I get this question a lot, and for good reason. After all, what’s the point of cutting the cord if you can’t even get the shows and movies you love? Well have no fear intrepid cord cutters because there is absolutely no reason why you can’t cut the cord and still enjoy the same shows that you did with cable.
For starters, most of America’s favorite shows air on network television; which you can watch for free as long as you have an HDTV antenna. Are you a fan of The Good Wife, Big Bang Theory, or the Flash? Good news! All you need is an antenna. And even if an Antenna does not end up working out for you there is always Hulu and Netflix which together house hundreds of prime time shows.
For example: Netflix has a huge selection of television shows including hit shows like Mad Men and the Walking Dead. You won’t be able to watch the current season; but you can often buy current seasons of TV shows for far less than the price of cable. If you’d like to know more about what you can or cannot stream, check out the website Can I Stream It?
You can also subscribe to Sling TV and get 20+ streamable live cable channels. Click here to see if Sling TV has your favorite channel.
Although difficult in the past, watching sports without cable has never been easier. A lot of sporting events air on broadcast networks, which is accessible to anyone with an HDTV antenna, like the Mohu Leaf.

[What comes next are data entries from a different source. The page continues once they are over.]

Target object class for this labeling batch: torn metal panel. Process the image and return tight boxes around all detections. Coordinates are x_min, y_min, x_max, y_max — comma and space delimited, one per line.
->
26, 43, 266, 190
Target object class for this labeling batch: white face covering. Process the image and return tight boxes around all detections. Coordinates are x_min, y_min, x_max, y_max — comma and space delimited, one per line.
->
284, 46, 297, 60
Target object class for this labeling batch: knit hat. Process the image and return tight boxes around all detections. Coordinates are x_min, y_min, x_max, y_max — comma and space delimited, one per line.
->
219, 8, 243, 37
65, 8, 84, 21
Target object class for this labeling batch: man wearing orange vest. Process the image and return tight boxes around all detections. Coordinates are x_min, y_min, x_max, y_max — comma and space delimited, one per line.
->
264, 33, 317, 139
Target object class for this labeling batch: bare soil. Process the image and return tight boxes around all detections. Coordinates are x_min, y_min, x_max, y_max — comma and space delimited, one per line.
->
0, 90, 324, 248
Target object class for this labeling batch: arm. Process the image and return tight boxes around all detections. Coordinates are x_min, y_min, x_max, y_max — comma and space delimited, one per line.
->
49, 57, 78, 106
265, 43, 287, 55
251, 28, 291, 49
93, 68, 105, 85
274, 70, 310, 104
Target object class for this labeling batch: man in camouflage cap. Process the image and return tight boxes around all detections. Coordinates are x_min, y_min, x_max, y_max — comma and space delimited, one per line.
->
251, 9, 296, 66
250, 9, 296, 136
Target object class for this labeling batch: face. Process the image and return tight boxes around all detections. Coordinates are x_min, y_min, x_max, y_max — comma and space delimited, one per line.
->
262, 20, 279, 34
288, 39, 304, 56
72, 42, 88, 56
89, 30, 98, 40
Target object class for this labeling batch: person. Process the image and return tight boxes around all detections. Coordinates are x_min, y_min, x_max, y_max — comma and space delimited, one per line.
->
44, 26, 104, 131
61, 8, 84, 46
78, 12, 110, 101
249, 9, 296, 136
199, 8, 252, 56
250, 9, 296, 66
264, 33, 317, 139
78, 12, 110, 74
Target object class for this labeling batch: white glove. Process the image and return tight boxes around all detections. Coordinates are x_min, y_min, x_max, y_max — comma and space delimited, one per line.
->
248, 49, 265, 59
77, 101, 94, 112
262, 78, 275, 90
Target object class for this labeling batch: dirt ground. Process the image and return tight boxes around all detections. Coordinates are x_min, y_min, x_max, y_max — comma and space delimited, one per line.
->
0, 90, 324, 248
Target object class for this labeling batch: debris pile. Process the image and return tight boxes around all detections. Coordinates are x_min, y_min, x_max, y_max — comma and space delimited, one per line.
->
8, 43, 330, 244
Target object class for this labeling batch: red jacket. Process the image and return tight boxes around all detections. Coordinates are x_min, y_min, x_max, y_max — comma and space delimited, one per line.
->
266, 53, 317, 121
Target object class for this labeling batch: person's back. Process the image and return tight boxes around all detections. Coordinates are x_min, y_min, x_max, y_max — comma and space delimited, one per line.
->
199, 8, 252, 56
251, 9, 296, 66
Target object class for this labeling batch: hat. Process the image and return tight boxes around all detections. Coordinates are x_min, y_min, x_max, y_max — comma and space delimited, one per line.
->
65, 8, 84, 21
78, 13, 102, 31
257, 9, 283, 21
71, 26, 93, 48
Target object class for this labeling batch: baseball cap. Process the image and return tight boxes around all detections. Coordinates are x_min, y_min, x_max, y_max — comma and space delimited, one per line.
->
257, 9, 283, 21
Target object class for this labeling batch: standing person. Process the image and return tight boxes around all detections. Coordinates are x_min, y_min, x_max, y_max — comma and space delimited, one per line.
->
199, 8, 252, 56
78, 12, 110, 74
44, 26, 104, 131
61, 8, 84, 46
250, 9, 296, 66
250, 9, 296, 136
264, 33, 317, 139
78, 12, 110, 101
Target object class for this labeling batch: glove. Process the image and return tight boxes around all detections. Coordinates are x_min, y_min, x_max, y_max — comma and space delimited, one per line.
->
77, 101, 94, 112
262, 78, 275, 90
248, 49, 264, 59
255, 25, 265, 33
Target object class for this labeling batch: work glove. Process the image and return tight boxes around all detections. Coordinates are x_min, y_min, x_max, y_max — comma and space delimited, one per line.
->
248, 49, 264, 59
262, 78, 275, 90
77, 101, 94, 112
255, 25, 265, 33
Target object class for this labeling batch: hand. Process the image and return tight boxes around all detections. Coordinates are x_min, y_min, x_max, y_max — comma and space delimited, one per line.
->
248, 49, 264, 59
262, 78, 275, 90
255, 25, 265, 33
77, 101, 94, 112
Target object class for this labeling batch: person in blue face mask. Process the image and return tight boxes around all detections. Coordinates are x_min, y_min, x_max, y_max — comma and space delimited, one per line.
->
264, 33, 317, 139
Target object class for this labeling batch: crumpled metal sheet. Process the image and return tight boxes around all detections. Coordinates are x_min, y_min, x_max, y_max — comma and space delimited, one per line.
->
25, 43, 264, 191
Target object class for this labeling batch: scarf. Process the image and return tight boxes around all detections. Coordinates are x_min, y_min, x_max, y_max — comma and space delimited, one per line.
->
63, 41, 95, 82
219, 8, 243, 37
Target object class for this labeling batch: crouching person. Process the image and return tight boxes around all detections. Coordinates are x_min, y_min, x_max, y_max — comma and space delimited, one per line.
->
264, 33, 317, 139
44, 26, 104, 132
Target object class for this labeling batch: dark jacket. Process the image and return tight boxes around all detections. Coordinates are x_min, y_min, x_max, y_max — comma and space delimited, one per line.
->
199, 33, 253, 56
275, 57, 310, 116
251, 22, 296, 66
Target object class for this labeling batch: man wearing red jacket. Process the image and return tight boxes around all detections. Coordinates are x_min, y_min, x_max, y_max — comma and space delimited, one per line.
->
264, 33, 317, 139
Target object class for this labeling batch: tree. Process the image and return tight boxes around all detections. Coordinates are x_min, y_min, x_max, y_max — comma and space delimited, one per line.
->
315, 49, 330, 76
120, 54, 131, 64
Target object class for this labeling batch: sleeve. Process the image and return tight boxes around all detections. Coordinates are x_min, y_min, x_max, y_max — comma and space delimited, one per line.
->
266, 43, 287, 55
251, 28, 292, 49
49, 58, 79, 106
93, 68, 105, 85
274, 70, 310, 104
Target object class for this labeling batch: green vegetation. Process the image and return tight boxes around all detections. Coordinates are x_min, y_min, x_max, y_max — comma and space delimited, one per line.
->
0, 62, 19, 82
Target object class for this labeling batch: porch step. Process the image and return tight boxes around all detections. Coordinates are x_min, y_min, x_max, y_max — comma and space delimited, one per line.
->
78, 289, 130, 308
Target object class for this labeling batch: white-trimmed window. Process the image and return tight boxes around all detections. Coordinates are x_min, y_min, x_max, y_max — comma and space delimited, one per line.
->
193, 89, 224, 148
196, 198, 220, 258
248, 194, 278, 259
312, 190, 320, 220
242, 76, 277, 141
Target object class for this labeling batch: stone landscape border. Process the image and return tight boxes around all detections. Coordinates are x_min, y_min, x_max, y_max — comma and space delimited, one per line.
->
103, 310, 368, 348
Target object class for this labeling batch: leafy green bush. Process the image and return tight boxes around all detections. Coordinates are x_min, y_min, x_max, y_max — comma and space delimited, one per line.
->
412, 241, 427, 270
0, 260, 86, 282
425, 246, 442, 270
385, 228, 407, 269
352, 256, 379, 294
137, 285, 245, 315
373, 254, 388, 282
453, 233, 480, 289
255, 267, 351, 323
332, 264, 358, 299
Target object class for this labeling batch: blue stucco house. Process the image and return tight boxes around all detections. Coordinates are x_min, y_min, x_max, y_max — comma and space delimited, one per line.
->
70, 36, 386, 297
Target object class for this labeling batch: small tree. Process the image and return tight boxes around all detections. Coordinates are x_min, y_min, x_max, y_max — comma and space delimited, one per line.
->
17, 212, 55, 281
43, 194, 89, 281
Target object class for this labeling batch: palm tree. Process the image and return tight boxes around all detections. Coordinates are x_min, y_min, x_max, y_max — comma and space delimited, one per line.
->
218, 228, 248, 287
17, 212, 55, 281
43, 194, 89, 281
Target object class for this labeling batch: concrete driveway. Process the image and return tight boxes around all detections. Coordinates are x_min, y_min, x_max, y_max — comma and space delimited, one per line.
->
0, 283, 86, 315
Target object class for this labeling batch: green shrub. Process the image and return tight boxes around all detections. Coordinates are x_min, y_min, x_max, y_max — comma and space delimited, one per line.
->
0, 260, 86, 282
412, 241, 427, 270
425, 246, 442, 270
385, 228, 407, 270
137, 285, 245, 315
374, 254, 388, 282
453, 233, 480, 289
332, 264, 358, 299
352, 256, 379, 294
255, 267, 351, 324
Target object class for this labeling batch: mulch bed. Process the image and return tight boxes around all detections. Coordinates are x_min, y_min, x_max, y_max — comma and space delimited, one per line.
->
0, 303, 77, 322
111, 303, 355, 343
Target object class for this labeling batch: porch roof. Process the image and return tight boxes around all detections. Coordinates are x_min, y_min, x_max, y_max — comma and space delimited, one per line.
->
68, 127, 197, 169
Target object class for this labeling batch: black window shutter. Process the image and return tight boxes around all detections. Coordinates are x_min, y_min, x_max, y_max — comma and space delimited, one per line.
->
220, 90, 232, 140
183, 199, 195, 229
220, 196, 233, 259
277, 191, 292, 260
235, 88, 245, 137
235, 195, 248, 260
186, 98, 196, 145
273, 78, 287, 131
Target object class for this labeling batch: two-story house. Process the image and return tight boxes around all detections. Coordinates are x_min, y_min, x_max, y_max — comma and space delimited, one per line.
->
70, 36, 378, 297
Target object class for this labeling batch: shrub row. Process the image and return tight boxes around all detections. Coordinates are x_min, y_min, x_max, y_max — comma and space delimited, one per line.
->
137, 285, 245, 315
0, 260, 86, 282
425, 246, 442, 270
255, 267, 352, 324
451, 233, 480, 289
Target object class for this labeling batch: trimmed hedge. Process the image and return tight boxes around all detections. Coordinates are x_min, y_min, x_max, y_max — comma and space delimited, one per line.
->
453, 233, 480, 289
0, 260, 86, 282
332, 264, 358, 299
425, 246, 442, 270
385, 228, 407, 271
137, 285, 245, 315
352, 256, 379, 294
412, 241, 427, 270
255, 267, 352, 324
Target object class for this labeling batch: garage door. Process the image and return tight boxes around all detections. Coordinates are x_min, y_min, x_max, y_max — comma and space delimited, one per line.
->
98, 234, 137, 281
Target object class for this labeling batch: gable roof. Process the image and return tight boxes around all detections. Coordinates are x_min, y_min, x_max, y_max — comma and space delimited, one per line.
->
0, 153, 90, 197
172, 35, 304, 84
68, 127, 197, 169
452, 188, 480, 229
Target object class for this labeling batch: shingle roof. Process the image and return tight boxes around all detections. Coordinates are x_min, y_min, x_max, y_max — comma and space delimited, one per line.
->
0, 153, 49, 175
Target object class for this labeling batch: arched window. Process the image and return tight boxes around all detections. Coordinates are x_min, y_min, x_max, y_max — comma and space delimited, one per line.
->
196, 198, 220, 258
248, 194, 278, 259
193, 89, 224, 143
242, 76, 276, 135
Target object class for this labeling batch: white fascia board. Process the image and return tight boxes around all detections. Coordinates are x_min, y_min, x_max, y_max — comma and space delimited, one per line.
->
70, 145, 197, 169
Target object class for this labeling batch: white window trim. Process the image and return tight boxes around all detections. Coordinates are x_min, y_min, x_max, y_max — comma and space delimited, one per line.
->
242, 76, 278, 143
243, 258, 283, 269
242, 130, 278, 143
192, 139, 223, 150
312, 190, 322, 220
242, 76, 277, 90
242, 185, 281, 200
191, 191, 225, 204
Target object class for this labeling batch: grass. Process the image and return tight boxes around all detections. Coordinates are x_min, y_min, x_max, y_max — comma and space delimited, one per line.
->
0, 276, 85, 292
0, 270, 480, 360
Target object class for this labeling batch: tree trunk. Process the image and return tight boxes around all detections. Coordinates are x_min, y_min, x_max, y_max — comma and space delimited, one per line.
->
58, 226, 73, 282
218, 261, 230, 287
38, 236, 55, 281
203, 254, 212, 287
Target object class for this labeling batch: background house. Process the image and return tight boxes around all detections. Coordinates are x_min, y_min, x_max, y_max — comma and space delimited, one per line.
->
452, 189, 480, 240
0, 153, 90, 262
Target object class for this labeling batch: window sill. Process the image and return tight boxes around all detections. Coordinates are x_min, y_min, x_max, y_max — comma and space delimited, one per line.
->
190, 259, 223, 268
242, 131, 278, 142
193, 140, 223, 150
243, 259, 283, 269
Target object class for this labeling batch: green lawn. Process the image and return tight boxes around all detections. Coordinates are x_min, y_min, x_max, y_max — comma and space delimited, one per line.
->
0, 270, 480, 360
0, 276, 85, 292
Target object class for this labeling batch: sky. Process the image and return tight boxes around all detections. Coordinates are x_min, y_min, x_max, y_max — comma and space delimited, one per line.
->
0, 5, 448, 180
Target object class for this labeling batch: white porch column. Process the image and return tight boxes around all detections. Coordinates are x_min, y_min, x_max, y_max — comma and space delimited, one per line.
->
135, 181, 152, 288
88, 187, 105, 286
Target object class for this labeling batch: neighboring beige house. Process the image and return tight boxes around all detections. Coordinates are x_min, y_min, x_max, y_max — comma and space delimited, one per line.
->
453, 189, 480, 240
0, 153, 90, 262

ESPN has also just become streamable through Sling TV; which opens you up to huge chunk of the sporting world.
Barring that, certain professional sports offer stand alone subscription services. Trust me when I say you have a lot of options as a cord cutting sports fan. If you’d like to know more about watching sports without cable, check out Kill The Cable Bill’s sports section!
One of the few downsides of cord cutting is that a lot of your entertainment is decentralized. If your media is scattered amongst different devices, platforms, and operating systems; then what you need is a media center.
A media center is basically a piece of software that acts as a hub for all your different devices. This allows you to take your media from all your different devices and put them into one cohesive library that’s accessible from anywhere. Think of it like your own personal Netflix. I put together a step-by-step guide on how to set up a Kodi (XBMC) media center. You can also read about Plex to learn more as it is another popular one out there.
Now if you’re looking to organize and streamline your streaming services, I would recommend checking out Mohu Channels. Mohu Channels is a streaming device that consolidates OTA television and your streaming services into one convenient guide. It’s really convenient and it brings back the channel surfing experience to cord cutters.
Whenever I talk to people about cord cutting, I find that a lot of the people start getting turned off to the idea when I start mentioning purchasing equipment. $50 to purchase a streaming device, $40 for an antenna… $10 a month for this service, 7$ for that one… it can all sound expensive at first. But when you do the math, it starts to add up.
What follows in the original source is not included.